With a discerning eye, Chef Alfonso moved systematically through the maze of vendor stalls overflowing with fresh produce and other locally grown provisions. It was here at Abastos Market that Chef began our cooking class, leading us on a hunt for the ingredients to make Oaxaca’s most famous and complex dish.
Oaxaca is known as the “Land of Seven Moles”, an array of colorful sauces made from roasted ingredients ground together and slow simmered. The most celebrated of the seven is mole negro, a sweet and savory “black” mole containing a complex list of 20 or more items, including Oaxacan chocolate.
As we efficiently collected the components of our menu, I noticed pre-made mole being sold in paste and powder form. As one who buys bland lifeless mole in a jar at my supermarket back home, I would normally fill my basket with these authentic and aromatic moles. On this day; however, we were going to make mole the hard way.
As soon as I stepped into Alfonso’s spacious, well-equipped, and colorfully decorated kitchen, I knew this was going to be an educational and flavorful day. Getting right to work, we laid out our purchases, and began measuring, chopping, and toasting the pieces of our mole puzzle.
Like an orchestra conductor, Alfonso showed us how to blend the flavors harmoniously into a perfect symphony of texture and color. Instead of music, a composition of distinct smells combined to fill the kitchen with the unforgettable aroma of mole negro.
As with any complex sauce, it takes time to simmer mole negro down to its full dark color and velvety smooth consistency. While we waited, Alfonso offered us some authentic Oaxacan drinks and snacks.
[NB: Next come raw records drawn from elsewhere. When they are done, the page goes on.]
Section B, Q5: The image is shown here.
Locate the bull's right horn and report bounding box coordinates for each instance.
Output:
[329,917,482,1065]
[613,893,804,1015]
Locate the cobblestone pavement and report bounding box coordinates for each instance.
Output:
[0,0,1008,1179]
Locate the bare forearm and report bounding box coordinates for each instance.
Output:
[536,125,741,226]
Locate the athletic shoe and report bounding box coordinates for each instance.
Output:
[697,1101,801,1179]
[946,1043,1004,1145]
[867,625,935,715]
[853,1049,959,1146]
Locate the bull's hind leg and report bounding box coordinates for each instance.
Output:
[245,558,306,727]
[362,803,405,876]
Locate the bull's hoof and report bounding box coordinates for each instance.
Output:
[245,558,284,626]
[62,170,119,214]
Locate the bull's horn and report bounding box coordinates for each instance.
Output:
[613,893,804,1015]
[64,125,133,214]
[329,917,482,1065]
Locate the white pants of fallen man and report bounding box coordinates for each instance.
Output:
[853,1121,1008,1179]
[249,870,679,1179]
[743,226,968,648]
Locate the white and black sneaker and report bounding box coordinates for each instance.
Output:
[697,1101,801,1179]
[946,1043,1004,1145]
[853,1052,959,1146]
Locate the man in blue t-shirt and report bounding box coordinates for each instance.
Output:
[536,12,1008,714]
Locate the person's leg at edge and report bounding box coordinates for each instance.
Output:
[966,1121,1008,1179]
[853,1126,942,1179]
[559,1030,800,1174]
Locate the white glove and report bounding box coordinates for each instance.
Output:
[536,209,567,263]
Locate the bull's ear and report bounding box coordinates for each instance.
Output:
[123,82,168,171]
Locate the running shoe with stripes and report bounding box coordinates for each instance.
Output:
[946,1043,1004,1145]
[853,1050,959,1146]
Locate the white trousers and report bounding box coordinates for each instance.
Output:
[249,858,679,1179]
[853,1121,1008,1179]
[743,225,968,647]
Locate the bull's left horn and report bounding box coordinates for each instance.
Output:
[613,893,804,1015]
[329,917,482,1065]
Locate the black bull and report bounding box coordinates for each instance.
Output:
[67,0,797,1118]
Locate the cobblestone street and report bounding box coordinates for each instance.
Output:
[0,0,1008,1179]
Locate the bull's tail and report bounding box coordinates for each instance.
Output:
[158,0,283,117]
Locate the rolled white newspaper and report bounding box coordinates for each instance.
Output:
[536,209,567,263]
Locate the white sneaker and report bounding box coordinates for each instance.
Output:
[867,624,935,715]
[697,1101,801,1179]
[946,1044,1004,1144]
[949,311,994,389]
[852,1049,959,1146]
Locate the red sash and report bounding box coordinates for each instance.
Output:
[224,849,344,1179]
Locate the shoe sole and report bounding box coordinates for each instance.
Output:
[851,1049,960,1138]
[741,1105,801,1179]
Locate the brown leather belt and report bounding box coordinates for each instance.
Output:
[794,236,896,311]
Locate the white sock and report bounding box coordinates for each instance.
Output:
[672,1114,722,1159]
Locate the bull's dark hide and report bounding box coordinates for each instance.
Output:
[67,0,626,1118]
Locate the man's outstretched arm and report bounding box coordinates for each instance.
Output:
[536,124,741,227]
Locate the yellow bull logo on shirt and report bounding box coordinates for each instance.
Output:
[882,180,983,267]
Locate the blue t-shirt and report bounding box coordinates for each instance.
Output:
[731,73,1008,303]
A popular non-alcoholic beverage is Oaxacan chocolate, combined with almond and cinnamon, that he simply dissolved in hot boiling water.
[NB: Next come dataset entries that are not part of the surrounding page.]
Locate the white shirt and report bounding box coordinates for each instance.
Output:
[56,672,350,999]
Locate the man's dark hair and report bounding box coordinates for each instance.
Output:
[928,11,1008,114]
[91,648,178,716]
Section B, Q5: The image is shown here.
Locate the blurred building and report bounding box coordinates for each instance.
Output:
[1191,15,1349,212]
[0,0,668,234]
For something a little bit stronger, we sampled some homemade mescal, a double-distilled spirit made from the core of the agave plant. Somewhat akin to tequila, mescal usually has a disagreeable smoky campfire taste. Alfonso’s smooth homemade brand was more earthy like rain falling on freshly cultivated soil.
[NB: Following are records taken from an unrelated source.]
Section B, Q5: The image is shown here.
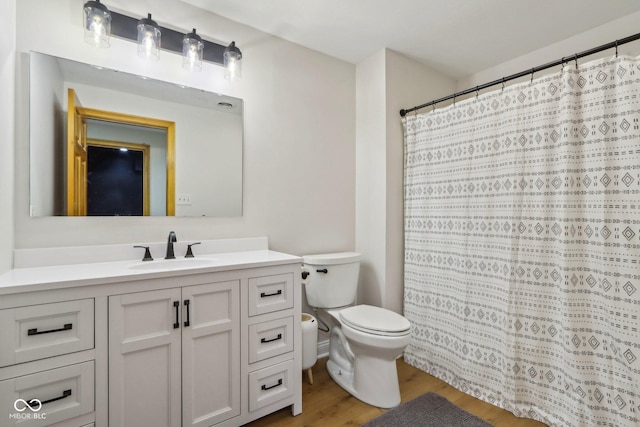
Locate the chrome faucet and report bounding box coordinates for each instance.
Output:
[164,231,178,259]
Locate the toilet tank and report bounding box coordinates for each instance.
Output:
[302,252,362,308]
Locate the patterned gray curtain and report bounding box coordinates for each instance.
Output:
[403,57,640,426]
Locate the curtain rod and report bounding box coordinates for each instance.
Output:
[400,33,640,117]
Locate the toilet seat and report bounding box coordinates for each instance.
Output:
[340,304,411,337]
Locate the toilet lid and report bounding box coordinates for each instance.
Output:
[340,305,411,336]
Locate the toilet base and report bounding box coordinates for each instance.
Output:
[327,360,358,397]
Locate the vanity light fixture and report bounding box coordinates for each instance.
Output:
[223,41,242,82]
[84,0,242,81]
[84,0,111,47]
[138,14,162,61]
[182,28,204,71]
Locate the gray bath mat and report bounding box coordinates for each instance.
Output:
[363,393,491,427]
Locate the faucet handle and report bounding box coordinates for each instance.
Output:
[184,242,201,258]
[134,245,153,261]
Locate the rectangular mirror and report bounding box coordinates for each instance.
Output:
[29,52,243,217]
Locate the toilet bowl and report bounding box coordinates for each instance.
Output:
[303,252,411,408]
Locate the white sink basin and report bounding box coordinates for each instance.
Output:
[129,258,215,271]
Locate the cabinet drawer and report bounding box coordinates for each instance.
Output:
[249,360,295,411]
[0,361,94,426]
[249,273,293,316]
[0,299,94,367]
[249,317,293,363]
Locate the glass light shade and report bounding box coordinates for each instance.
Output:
[138,14,161,61]
[84,1,111,47]
[182,28,204,71]
[222,42,242,82]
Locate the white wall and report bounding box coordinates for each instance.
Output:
[0,0,16,273]
[13,0,356,254]
[356,49,455,313]
[456,12,640,91]
[29,55,66,216]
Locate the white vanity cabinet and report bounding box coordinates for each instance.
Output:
[109,276,240,427]
[0,242,302,427]
[0,298,95,426]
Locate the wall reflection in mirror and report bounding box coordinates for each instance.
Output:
[29,52,243,217]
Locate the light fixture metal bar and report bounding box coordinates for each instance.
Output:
[111,11,226,65]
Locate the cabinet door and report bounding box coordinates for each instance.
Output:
[109,288,181,427]
[182,280,240,427]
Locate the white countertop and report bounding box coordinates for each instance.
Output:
[0,239,302,295]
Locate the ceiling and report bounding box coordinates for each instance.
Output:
[182,0,640,78]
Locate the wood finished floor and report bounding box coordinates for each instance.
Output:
[247,358,545,427]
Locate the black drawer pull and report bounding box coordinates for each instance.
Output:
[260,334,282,344]
[27,389,71,405]
[260,289,282,298]
[260,378,282,390]
[173,301,180,329]
[27,323,73,335]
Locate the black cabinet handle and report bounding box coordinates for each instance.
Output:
[260,378,282,390]
[27,389,71,405]
[260,289,282,298]
[27,323,73,335]
[184,299,190,327]
[260,334,282,344]
[173,301,180,329]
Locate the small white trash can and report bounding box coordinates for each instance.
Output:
[302,313,318,384]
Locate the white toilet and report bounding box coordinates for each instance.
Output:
[302,252,411,408]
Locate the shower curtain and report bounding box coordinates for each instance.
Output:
[403,57,640,427]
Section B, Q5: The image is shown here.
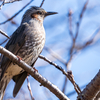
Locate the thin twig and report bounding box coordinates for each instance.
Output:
[0,0,6,10]
[75,0,89,40]
[39,55,81,94]
[27,76,35,100]
[77,70,100,100]
[0,38,8,45]
[0,30,10,39]
[68,10,74,40]
[40,0,45,7]
[1,12,19,27]
[0,0,33,25]
[44,46,66,66]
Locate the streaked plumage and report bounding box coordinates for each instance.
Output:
[0,6,56,100]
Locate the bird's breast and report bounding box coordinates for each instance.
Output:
[18,23,45,65]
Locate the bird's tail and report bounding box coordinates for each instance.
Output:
[0,76,11,100]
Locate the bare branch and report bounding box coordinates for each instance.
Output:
[0,30,10,39]
[0,46,69,100]
[27,76,35,100]
[40,0,45,7]
[68,9,74,40]
[77,70,100,100]
[39,55,81,94]
[44,46,66,66]
[75,0,89,40]
[0,38,8,45]
[0,0,33,25]
[1,12,19,27]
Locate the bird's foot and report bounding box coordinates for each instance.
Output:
[17,55,22,62]
[32,67,38,72]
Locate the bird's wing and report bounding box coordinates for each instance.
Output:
[13,71,27,97]
[0,24,26,80]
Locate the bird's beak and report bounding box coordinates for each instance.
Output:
[45,12,58,17]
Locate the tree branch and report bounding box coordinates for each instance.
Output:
[39,55,81,94]
[0,30,10,39]
[0,46,69,100]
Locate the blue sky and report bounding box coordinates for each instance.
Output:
[0,0,100,100]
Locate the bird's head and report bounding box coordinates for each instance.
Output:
[22,6,57,22]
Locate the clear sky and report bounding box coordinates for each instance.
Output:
[0,0,100,100]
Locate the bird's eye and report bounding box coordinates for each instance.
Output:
[37,11,42,15]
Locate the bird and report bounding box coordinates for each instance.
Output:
[0,6,57,100]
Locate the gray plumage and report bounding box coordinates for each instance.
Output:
[0,6,56,100]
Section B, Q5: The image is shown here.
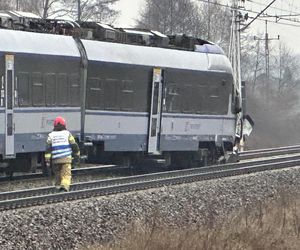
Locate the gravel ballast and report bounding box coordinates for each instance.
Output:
[0,167,300,249]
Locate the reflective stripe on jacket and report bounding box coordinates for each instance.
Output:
[45,130,80,164]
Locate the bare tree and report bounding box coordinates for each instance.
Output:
[137,0,231,44]
[0,0,12,10]
[62,0,119,23]
[137,0,202,35]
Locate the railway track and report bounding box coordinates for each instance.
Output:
[0,151,300,211]
[239,145,300,160]
[0,165,125,183]
[0,145,300,183]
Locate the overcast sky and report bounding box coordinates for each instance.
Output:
[116,0,300,54]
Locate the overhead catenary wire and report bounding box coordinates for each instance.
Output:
[197,0,300,28]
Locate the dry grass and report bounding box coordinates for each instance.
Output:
[86,196,300,250]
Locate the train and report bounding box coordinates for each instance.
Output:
[0,18,246,174]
Since we were drinking dirt, why not eat some grasshoppers? A very common snack here in Oaxaca, those long-legged jumping insects are called chapulines. When they are deep-fried and chili-spiced, they taste a little like peppery papery-thin shrimp tails.
After another pinch of chapulines and a couple more shots of mescal, our mole was ready. Plated with a chicken leg, deep-fried plantains, cubes of queso fresco, and squash flowers, our mole negro wasn’t actually black, but more of a melted dark chocolate brown color.
With each taste, I tried to recognize the many sweet, spicy, smoky, nutty, and fruity ingredients within the complex and multi-layered flavors of our mole negro. Sensing the savory and chocolatey essence give way to the pleasing bite of the piquant spices, I now have a first-hand appreciation for the preparation and taste of the most famous and complex dish in the “Land of the Seven Moles”.